Mein Vater trank zwei Martini pur und umarmte Johnny. Er versuchte sich einzureden, er hätte einen Sohn gewonnen.
Lou und Helen schickten uns eine Waterford Vase, die sie sicher ein Vermögen gekostet hatte, enthielten sich aber jeden Kommentars.
Und nach drei Monaten war die ganze Chose vorbei. Als ob sie nie passiert wäre. Nur dass sie passiert war und ich jemanden verletzt hatte. Armer Johnny. Er verkroch sich in dem Loft eines Freundes und schrieb in einem Anfall von Genialität achtundvierzig Lieder über mich. Er verließ die
Dog Vomit
, wagte sein Comeback als John Dillinger, ließ Soloaufnahmen von sich machen und wurde berühmt.
Ich stürzte mich auf meine Karriere.
Er sucht nach wie vor den Kontakt. Ruft mich aus Japan an, wo er nach den Sumo-Ringern als der größte Held gilt. Ruft mich an, wenn er in New York spielt und Backstagekarten für mich zurücklegen lässt. Ich sage ihm immer, dass ich keine Zeit hätte. Man fühlt sich mächtig nackt, wenn man sich so besungen weiß.
Dennoch denke ich viel an Johnny. Man kann mir nichts anvertrauen. Schon gar nicht Michaels Herz.
Ich habe vierunddreißig Jahre gebraucht, um zu begreifen, dass Liebe nicht das ist, was du zwischen den Beinen, sondern das, was du zwischen deinen Ohren hast. Und das, was Michael zwischen seinen Ohren hat, verweist auf einen höheren IQ als alles, was mir bis dato je begegnet ist.
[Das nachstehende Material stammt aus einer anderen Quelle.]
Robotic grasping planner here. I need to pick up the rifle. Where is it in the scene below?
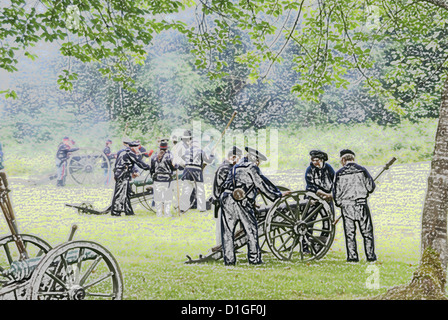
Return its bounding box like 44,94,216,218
333,157,397,226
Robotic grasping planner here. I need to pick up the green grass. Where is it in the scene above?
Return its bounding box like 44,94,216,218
2,119,437,176
0,163,429,300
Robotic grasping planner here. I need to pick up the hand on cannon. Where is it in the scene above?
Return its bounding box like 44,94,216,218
282,190,291,197
316,190,333,202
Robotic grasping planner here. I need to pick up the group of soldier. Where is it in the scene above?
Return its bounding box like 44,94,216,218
57,130,377,265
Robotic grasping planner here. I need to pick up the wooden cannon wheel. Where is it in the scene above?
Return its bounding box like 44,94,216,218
28,240,123,300
265,191,335,262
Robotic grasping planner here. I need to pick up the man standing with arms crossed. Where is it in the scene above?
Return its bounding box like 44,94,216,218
333,149,377,262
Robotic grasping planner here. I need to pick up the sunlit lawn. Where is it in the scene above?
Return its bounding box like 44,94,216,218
0,163,429,300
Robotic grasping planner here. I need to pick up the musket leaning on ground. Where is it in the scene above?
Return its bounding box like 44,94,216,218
333,157,397,225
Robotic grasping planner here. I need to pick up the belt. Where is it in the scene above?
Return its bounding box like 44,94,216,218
185,164,202,169
341,198,367,205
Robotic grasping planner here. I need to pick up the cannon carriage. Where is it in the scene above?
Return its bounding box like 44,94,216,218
185,187,336,264
0,173,123,300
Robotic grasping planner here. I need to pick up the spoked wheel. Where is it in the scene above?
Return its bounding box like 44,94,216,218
265,191,335,262
131,171,155,212
0,234,51,271
67,148,111,185
28,241,123,300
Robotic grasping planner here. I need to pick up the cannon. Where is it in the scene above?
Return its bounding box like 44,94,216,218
185,157,397,264
0,172,123,300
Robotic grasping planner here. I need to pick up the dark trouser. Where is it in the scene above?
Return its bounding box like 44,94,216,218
110,177,134,216
220,193,262,265
341,203,376,261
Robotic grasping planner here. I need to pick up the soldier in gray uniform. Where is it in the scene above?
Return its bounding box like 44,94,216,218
220,147,288,265
213,146,243,245
333,149,377,262
111,141,150,216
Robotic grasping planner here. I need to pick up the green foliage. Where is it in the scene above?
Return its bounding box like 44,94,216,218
0,164,429,301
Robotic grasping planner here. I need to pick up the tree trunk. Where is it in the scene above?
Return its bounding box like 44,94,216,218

Insofern brauche ich nur jedes Mal, wenn ich mir überlege, nach London zu fahren, das Radio anzuschalten und das Lied „She Killed Me Again“ von John Dillinger zu hören.
John Dillinger alias Johnny Acid.
Alias der nimmermüde Schwanz.
15. KAPITEL
E s dämmerte. Noch im Halbschlaf hörte ich schwach, wie Roland und Maria unten in der Küche hantierten. Ich drückte meinen Kopf tiefer in die Kissen. Etwa gegen elf Uhr hatte ich genug Mut zusammen, um der Sonne Floridas und Lou O’Connor entgegenzutreten. Ich beschloss, dass es an der Zeit war, Lou die Wahrheit über das Gedicht zu sagen.
„West Side Publishing …“
„Guten Morgen, Troy. Ich muss mit Lou sprechen.“
„Kein Problem.“
Während ich in der Warteschleife hing, wurde mir ein Konzert von Bach vorgespielt.
„Lou O’Connor.“
„Vermisst du mich?“
„Dich vermissen? Ich bin drauf und dran, dich umzubringen. Ich hatte längst damit gerechnet, von dir etwas über Seitenzahl, Umschlagvorschläge, Publikationstermin zu erfahren. Stattdessen lässt du mich völlig im Dunkeln.“
„Tja, nun, lustig, dass du das alles erwähnst, Lou, denn, um es auf den Punkt zu bringen … dieses Buch ist nicht zu veröffentlichen.“
„Mach was draus.“
„Ich glaube, die Sache ist etwas komplizierter. Der beste Lektor der Welt könnte aus diesem Text nichts machen. Es ist ein Gedicht, Lou. Um genau zu sein, es ist ein 792 Seiten langes Gedicht.“
Ich hörte ein zischendes Geräusch, das mich schwer an den Moment erinnerte, als aus meinem Clown Bozo-Luftballon alle Luft entfuhr, nachdem meine Mutter mit einer Hutnadel hineingestochen hatte, weil sie wütend war, dass ich das Sonntagskleid, das sie mir rausgelegt hatte, nicht anziehen wollte.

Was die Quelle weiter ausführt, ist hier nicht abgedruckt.